Introduction

Sialic acid storage disease (SSD) is an autosomal recessive lysosomal storage disorder that mainly affects the patient’s nervous system. This condition is generally classified into one of three forms, namely a severe infantile SSD form (ISSD), a milder adult form originally reported in patients from Salla in Finland (Salla disease, SD) or an intermediate severe Salla disease (Aula et al 1979). Recently, a literature review reported 194 patients with SD (Barmherzig et al 2017). The main symptoms comprise intellectual disability and global developmental delay, hypotonia, seizures, ataxia, and muscle spasticity. While patients with SD usually survive into adulthood, children affected with the ISSD form display more severe symptoms, such as failure to thrive, enlarged organs or abnormal fluid build-up, and usually live only into early childhood. Salla disease is caused by mutations (including R39C and K136E) in the SLC17A5 gene encoding the transporter protein sialin of 495 amino acids (Morin et al 2004; Miyaji et al 2011).
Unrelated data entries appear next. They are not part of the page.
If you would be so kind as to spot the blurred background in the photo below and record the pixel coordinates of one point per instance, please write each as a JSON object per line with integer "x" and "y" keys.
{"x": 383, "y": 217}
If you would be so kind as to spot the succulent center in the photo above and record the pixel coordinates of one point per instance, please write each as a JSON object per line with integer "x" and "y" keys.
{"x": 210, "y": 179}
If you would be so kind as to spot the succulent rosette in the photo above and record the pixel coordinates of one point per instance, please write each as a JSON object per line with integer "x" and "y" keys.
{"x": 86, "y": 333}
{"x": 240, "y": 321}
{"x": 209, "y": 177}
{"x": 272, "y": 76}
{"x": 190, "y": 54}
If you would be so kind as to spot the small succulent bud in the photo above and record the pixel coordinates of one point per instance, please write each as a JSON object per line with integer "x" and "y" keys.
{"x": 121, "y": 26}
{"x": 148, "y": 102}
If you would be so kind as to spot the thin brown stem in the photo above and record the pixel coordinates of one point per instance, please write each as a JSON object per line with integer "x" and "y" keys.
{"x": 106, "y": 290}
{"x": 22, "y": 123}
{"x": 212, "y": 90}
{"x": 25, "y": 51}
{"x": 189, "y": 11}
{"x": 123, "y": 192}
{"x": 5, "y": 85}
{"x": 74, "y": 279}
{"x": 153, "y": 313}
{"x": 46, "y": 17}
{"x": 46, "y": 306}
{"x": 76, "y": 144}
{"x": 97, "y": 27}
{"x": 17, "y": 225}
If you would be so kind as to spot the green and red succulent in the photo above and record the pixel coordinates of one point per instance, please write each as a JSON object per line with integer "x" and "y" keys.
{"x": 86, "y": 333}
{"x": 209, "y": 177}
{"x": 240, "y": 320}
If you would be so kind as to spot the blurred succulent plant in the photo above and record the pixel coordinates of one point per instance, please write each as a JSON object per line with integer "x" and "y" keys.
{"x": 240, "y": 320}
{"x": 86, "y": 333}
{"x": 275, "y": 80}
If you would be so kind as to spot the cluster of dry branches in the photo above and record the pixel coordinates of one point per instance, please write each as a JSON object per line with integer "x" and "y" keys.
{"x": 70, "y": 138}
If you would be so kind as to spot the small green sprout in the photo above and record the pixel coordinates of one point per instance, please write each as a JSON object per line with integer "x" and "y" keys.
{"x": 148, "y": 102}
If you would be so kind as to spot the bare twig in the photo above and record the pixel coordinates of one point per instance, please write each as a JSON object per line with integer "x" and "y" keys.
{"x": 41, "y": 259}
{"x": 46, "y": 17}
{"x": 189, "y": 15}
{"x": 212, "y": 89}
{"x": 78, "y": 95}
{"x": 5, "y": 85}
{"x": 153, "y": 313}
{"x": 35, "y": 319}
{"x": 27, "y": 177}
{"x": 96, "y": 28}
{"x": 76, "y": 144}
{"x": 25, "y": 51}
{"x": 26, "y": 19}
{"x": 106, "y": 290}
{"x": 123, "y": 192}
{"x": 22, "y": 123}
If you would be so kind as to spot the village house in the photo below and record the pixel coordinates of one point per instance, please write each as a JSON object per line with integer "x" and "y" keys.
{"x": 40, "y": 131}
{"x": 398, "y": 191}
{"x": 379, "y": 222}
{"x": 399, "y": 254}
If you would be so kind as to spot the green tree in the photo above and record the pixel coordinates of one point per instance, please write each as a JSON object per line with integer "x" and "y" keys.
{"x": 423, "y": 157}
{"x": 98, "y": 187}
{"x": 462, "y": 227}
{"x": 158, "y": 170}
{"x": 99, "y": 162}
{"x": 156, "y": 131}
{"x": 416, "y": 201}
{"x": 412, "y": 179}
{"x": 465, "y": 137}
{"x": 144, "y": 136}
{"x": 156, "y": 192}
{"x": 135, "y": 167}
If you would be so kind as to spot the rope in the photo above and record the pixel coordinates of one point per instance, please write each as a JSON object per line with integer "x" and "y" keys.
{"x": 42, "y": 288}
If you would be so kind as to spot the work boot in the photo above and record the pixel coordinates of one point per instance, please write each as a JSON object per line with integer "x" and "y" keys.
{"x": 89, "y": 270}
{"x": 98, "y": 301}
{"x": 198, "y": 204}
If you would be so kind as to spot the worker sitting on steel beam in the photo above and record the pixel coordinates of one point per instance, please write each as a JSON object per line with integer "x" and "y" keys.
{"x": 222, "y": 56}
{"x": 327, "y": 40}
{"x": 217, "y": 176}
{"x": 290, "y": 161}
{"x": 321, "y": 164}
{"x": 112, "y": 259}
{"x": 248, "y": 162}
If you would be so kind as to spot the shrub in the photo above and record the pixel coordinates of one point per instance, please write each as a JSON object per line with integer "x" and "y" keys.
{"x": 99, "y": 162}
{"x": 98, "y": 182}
SLC17 is a functionally diverse family of organic anion transporters composed of nine members distributed into two subfamilies: the Na+-phosphate co-transporters and the vesicular transporters. The vesicular transporter subfamily includes five members: the vesicular excitatory amino acid transporters (SLC17A5), the vesicular glutamate transporters (SLC17A6, SLC17A7, and SLC17A8), and the vesicular nucleotide transporters (SLC17A9) (Miyaji et al 2008; Togawa et al 2015). The SLC17A5 protein or sialin is found in lysosomes where it plays a role in the export of N-acetyl-D-neuraminic acid (Neu5Ac) (Pietrancosta et al 2012). In human cells, Neu5Ac is by far the most prominent member of the sialic acid family, a group of nine-carbon sugar acids found predominantly at the termini of cell-surface glycans that are recognized by endogenous and exogenous receptors and have essential functions in both physiological and pathological contexts. The initial steps in biochemical diagnosis are urinalysis of Neu5Ac and also its detection in tissue samples and cultured fibroblasts.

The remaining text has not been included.